Effectiveness was 94 percent among health care professionals who were fully vaccinated and 64 percent among health care professionals who were partially vaccinated, according to the CDC. The single-dose Johnson & Johnson vaccine, in limited use at the time of the study, was not part of the review.

Locke is worried unvaccinated individuals without masks will gather indoors with vaccinated individuals and still cause more infections among themselves.

He said one in four people remain strongly opposed to vaccination or feel they should have a right to go unmasked.

“I do not see a practical way for separating immunized and unimmunized people in retail stores and grocery stores and indoor public places without masks,” he said.

“I fully expect unvaccinated people will enjoy the freedom to go indoors without masks along with people who are fully vaccinated.”

Berry said Saturday an additional COVID-19 case was reported Saturday, upping the total to seven in Clallam County since Thursday and 1,312 since the pandemic began.

She said three people were being hospitalized as of Saturday, down from five as of Friday, when four were in a critical care unit. Their ages ranged from their 30s the 60s.

“We are at a critical census with these hospitalizations,” Berry said Friday.

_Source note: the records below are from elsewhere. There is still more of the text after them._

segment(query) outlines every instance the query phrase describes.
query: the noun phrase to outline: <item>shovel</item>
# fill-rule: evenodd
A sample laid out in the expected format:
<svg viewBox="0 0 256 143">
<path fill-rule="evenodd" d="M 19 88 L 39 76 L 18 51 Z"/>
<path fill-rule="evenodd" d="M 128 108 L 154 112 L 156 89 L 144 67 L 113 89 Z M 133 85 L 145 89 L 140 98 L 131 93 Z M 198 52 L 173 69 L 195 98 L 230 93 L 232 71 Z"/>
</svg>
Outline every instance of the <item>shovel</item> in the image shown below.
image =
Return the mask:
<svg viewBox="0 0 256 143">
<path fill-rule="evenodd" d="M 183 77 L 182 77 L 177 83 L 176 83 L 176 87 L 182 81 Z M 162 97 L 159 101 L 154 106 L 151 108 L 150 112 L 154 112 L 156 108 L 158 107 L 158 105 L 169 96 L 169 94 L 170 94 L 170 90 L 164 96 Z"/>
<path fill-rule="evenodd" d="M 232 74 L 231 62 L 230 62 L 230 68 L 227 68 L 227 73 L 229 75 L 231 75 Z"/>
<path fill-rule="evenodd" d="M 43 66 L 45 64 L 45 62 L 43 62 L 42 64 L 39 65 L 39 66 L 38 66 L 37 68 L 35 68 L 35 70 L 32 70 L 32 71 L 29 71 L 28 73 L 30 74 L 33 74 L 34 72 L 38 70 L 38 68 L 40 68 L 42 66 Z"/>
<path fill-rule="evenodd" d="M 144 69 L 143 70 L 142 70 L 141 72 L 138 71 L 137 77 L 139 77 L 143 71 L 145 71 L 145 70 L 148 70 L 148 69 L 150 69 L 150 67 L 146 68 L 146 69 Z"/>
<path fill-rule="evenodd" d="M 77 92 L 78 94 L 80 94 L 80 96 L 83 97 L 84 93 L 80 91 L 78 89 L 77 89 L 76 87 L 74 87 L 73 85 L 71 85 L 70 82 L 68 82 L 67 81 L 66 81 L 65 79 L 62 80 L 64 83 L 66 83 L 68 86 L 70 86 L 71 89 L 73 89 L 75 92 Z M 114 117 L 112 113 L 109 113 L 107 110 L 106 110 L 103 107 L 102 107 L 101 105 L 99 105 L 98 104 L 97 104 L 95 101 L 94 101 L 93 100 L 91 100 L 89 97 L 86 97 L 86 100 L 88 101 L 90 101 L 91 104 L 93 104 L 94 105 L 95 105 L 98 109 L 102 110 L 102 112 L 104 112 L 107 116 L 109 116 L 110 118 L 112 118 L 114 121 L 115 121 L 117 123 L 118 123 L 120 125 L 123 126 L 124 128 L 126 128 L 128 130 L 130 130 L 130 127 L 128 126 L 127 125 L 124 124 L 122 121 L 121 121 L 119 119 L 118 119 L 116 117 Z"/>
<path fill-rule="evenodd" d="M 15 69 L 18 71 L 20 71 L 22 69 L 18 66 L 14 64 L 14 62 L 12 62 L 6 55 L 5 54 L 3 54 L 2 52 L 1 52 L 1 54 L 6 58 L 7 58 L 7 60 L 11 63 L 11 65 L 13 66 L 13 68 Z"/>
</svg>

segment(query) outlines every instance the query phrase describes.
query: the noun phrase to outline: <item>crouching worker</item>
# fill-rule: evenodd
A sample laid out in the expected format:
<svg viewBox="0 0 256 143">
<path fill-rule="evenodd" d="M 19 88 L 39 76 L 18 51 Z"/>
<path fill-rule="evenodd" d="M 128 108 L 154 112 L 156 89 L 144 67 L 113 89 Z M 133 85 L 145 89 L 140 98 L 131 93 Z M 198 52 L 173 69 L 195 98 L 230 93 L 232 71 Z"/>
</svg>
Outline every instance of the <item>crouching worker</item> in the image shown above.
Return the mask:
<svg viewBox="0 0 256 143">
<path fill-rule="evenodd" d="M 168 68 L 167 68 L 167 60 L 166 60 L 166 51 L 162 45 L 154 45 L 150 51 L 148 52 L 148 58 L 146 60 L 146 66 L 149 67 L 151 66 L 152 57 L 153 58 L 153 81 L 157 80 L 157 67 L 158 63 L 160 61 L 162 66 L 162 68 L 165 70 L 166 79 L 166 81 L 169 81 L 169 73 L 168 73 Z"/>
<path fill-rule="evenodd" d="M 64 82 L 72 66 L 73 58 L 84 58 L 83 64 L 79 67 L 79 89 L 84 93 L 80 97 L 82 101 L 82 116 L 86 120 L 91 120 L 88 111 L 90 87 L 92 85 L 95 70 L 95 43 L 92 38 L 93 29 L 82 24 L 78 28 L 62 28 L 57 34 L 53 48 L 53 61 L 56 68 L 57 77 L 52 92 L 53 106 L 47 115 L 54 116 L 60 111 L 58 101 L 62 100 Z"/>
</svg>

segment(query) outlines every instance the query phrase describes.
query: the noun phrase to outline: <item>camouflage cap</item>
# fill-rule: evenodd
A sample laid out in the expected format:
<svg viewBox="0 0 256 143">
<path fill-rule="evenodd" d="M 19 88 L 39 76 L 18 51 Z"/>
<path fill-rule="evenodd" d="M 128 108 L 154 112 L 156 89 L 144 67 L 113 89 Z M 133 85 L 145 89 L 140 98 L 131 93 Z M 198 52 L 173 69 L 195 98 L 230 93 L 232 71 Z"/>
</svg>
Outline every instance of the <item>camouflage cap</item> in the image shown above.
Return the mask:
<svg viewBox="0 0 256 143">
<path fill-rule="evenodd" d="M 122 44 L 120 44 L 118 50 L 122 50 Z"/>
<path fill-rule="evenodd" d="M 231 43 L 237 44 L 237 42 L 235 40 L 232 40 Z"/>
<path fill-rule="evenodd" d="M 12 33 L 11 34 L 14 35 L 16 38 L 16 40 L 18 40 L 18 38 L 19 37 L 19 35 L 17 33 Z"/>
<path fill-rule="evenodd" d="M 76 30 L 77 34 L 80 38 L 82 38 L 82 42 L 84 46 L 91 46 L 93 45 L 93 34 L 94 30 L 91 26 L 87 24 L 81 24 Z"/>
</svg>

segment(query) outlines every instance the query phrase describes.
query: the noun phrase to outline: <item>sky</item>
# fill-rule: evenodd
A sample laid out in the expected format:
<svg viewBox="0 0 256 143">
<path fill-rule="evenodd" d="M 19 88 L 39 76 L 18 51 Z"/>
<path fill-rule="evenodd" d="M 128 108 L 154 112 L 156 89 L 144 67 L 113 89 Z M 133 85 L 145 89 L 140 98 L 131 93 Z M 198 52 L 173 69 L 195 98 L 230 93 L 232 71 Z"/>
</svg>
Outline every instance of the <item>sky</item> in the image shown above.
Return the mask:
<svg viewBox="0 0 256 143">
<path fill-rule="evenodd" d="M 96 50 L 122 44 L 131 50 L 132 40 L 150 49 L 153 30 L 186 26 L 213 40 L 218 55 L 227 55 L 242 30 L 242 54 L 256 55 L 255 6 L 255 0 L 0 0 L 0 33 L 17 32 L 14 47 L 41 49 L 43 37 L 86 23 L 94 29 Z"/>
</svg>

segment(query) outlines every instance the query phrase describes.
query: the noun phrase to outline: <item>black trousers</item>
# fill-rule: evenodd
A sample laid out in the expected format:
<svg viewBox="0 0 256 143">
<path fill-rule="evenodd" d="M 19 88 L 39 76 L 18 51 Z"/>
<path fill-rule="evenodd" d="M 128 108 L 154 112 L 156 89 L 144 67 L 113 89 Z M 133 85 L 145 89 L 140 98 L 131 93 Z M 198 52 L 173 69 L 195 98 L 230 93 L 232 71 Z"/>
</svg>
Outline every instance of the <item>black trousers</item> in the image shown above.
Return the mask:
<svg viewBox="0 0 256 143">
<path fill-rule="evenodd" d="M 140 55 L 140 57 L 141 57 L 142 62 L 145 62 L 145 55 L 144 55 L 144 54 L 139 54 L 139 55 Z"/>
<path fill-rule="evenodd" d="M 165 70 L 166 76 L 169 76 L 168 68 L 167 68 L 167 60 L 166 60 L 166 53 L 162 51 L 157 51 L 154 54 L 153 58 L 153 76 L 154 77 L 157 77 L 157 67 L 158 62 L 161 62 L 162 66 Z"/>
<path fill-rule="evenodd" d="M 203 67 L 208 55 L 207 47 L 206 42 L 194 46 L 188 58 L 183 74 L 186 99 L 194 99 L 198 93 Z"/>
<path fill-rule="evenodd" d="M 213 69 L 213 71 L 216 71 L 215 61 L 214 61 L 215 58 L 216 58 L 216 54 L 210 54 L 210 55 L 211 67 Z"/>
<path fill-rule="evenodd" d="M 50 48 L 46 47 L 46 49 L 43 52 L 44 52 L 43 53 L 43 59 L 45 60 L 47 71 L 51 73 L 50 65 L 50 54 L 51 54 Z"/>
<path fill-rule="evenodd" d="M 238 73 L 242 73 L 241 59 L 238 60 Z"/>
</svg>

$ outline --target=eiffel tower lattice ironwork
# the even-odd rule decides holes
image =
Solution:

She said Clallam County COVID-19 case rate remained in the high-risk category at 109 cases per 100,000 population and that the positivity rate had improved but was still too high.

Locke said Jefferson County had an increase of one coronavirus case to 412 as of Friday. Jefferson County is in the moderate-risk category with 63 cases per 100,000.

No one was being hospitalized in Jefferson County as of Saturday.

Locke said a Jefferson County woman was stable in a Seattle hospital with COVID-19 as of Wednesday.

Three have died from the coronavirus in Jefferson County and nine in Clallam.

Berry doubted the state can reopen to full capacity in indoor settings by June 30.

“Whether or not that reopening is successful will depend on the rest of us,” she said.

“There’s really no science to say the virus is going to be gone by June 30.

“I think this was more of a political decision than a science-based decision.

“I think if we’re at herd immunity, it’s absolutely safe to fully reopen.

“The question is will we be by June 30? I don’t know,” she said.

“At our current trajectory, unlikely.”